From 1919 to 1920, Hill was the editor and publisher of Hill's Golden Rule magazine. In 1930 he published The Ladder to Success. From 1933 to 1936 Hill was an unpaid advisor to President Franklin Roosevelt. In 1937 Hill distilled the Philosophy of Achievement and produced his most famous work, Think and Grow Rich, which is still in print in several versions, and has sold more than thirty million copies. In 1960, Hill published an abridged version of the book, which for years was the only one generally available. In 2004, Ross Cornwell published Think and Grow Rich!: The Original Version, Restored and Revised (Second Printing 2007), which restored the book to its original content, with slight revisions, and added the first comprehensive endnotes, index, and appendix the book had ever contained. (The Cornwell-Hill "collaboration" resulted from the former's service as editor-in-chief of "Think & Grow Rich Newsletter," published for the Napoleon Hill Foundation.)

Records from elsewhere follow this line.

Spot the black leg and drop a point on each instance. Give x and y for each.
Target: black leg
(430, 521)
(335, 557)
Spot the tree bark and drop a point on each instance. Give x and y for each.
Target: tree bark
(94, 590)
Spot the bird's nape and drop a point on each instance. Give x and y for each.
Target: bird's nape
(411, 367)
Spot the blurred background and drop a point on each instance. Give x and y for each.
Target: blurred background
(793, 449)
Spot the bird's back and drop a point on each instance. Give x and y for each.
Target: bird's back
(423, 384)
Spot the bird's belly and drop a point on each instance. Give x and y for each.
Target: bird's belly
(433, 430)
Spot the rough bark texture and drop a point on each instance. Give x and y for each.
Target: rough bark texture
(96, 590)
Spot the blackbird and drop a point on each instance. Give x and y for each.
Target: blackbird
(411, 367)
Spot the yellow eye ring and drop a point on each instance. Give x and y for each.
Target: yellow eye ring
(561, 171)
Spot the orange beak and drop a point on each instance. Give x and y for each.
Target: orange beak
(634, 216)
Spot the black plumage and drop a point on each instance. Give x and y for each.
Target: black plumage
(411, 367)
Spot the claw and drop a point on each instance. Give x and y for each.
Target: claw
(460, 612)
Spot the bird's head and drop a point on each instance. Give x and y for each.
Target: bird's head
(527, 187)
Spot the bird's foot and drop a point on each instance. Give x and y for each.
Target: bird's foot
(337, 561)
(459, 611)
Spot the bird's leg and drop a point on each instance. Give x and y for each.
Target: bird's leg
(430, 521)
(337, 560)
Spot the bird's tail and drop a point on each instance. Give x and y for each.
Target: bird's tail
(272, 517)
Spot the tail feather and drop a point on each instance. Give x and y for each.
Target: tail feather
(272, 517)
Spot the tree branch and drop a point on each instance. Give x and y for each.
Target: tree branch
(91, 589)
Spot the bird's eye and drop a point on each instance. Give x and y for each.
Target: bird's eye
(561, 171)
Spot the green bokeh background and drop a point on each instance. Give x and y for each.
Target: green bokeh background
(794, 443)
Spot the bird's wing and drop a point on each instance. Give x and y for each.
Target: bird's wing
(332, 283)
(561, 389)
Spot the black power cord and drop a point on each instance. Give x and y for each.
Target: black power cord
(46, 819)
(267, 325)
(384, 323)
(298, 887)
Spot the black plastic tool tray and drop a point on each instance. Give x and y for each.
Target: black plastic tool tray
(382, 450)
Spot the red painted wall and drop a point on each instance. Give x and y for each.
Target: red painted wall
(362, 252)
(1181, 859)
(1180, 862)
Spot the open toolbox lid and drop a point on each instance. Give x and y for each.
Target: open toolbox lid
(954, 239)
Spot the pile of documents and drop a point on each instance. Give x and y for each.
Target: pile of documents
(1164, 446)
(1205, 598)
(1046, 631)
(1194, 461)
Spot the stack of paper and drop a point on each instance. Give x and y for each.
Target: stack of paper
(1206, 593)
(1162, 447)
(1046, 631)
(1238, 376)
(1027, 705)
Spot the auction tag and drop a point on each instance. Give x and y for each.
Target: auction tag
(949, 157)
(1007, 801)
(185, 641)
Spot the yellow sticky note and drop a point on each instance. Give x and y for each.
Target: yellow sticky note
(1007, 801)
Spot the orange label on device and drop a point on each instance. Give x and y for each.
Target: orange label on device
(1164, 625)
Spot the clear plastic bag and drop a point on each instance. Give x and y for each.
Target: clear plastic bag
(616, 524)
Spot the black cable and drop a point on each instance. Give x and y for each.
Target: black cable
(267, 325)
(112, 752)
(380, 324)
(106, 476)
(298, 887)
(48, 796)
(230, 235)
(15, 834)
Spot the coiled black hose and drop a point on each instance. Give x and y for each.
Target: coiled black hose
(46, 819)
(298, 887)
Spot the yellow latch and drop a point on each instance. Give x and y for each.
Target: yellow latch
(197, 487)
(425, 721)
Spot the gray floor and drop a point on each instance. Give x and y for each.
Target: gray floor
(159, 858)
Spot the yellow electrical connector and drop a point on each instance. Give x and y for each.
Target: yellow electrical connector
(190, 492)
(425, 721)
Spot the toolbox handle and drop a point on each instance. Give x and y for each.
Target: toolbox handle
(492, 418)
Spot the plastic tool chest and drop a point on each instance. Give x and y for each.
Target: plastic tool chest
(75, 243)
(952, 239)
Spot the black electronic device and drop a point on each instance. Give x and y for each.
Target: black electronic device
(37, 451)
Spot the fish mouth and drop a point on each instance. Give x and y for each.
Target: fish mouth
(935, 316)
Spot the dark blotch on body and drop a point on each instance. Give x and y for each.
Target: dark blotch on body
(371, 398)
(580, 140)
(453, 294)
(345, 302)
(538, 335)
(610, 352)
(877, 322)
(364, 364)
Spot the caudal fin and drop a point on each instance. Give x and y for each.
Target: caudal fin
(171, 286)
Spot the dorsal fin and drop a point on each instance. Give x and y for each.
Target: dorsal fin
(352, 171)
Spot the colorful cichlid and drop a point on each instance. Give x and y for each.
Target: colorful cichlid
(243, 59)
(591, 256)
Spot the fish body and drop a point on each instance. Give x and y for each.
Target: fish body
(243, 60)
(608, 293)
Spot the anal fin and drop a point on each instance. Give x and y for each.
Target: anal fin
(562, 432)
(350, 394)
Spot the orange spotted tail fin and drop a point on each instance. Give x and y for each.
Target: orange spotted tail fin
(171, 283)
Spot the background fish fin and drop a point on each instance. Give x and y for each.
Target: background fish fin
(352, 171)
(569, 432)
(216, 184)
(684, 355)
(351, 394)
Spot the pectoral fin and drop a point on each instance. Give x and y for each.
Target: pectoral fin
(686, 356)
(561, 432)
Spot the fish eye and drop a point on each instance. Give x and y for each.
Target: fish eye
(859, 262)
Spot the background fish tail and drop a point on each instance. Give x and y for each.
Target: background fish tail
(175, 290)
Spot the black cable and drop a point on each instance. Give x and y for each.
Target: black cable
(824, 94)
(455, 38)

In 1939 Hill published How to Sell Your Way through Life, and in 1953 How to Raise Your Own Salary. From 1952 to 1962 he worked with W. Clement Stone of the Combined Insurance Company of America to teach Stone's "Philosophy of Personal Achievement", and to lecture on the "Science of Success". Partly as a result of his work with Stone, in 1960 he published Success Through a Positive Mental Attitude. He died in 1970 in South Carolina, and in 1971 his final work, You Can Work Your Own Miracles, was published posthumously.

Hill called his success teachings "The Philosophy of Achievement"[cite this quote] and he considered freedom, democracy, capitalism, and harmony to be important contributing elements. For without these, Hill demonstrated throughout his writings, personal beliefs are not possible. He contrasted his philosophy with others, and thought Achievement was superior and responsible for the success Americans enjoyed for the better part of two centuries. Fear and selfishness had no part to play in his philosophy, and Hill considered them to be the source of failure for unsuccessful people.

The secret of Achievement was tantalizingly offered to readers of Think and Grow Rich, and was never named directly as Hill felt discovering it for themselves would provide readers with the most benefit. Hill presented the idea of a "Definite Major Purpose"[cite this quote] as a challenge to his readers, to make them ask of themselves "in what do you truly believe?"[cite this quote] For according to Hill, 98% of people had no firm beliefs, putting true success firmly out of reach. Hill's numerous books have sold millions of copies, proving that the secret of Achievement is still highly sought-after by modern Americans. Hill dealt with many controversial subjects through his writings including racism, slavery, oppression, failure, revolution, war and poverty. Persevering and then succeeding in spite of these obstacles using the philosophy of Achievement, Hill stated, was the responsibility of every American.